While studying Biochemistry (BSc, FCUL, University of Lisbon), I was fascinated by the complexity and interconnection of the biological processes and mechanisms underlying organism functioning and disease. The vast molecular interactions among many players allow cells, organs and ultimately organisms to diversely adapt to internal and external stimuli. This amazing but challenging complexity made me think that we need to apply comprehensive and integrative methodologies in order to advance our understanding of biological systems.

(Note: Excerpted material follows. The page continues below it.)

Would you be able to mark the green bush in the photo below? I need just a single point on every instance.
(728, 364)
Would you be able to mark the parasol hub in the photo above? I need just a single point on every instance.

Therefore, I pursued my master studies in Integrated Systems Biology (MSc, FSTC, University of Luxembourg), an emergent field that increased grounded on the “omics” technologies and which attempts to study a biological problem in an integrated way, optimally as a system, considering multiple components and their interactions, in order to better describe complex phenomena which are often not well described by the analysis of isolated parts, components or processes. During my PhD (University of Luxembourg), I first performed an integrated analysis of human adipocyte differentiation focusing on transcript-level regulation and the resulting metabolic changes. Using a pre-adipocyte cell-line and collecting diverse sets of omics data, we then integrated them and used constraint-based modelling (CBM) of metabolism to predict the metabolic changes elicited by adipocyte differentiation and represent cencerted views of metabolic pathway dynamics and regulation (PMID: 24198249). Secondly, I looked into the relationship between the regulatory load of a gene, based on the number of associated transcription factors or active enhancers, and its likelihood of being related to a disease. From a computational analysis of public ChIP-seq data from the binding of many TFs or the H3K27ac mark for active enhancers, covering many tissues and cell types, we observed an enrichment for disease association among genes that are linked with more TFs or active enhancers in a cell type-selective manner (PMID: 26338775), for instance with the enrichment for neurodegenerative diseases in brain tissues and cell types. The high regulatory load genes are involved in more KEGG pathways than expected by chance, exhibit increased betweenness centrality in the interaction network of liver disease genes, and carry longer 3' UTRs with more microRNA (miRNA) binding sites than genes on average, suggesting a role as hubs integrating signals within regulatory networks.

Meanwhile I’ve been working in CIBIO (University of Porto), as a post-doc in the EnvMetaGen project, processing and analysing NGS data, such as small-RNAs in Antarctic krill and metabarcoding data for species detection.

My interests include bioinformatics, data analysis and integration, on topics such as genomic and epigenomic regulation and their interplay with metabolism and diseases.